Missouri Puppy Pimps Take a Hit
In yesterday’s midterm elections, Missouri voters approved a measure that gives dogs who are mass bred in puppy mills some long overdue relief. Missouri holds the unenviable distinction of being our nation’s puppy mill capital. The state is home to more than 1,400 commercial (or as the American Kennel Club likes to call them, “high-volume”) breeders who subject dogs to miserable lives in cramped, filthy hutches, cages, and pens.

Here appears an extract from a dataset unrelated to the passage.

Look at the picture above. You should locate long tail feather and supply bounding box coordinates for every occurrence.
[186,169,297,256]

|Dogs in puppy mills are treated like breeding machines and discarded, killed, or auctioned off when they’re too old or worn out to “produce” anymore. They are not shown love or given a kind word, and they are never treated to a walk, a belly rub, or a game of fetch.|
Proposition B, which goes into effect next year, will eliminate stacked cages, which have been known to cause dogs to develop “cage spins”—a condition in which animals turn manically in endless circles as a result of intensive, continuous confinement. Breeders will be “limited” to no more than 50 females, who can’t be bred more than twice every 18 months. It’s estimated that about one-third of the state’s puppy profiteers currently breed more than 50 females, so this bill should, we hope, reduce the number of puppies born, sold, and shipped out of the state to pet shops all over the U.S. (The vast majority of puppies sold in pet shops—even hoity-toity ones—come from puppy mills!)
It’s hard to believe, but the measure also had to spell out to breeders that they must feed animals once a day. It also mandates annual veterinary checks and requires that dogs be housed indoors with unrestricted access to an outdoor exercise area.
Keep cheering: Washington and Oregon have also recently toughened laws against puppy mill operators.
This is great news for dogs, but make no mistake: As long as people buy instead of adopting, the suffering will continue. Never buy from pet stores—which are basically puppy mill outlets—and tell everyone you know that those stores’ “inventories” come straight from the factory.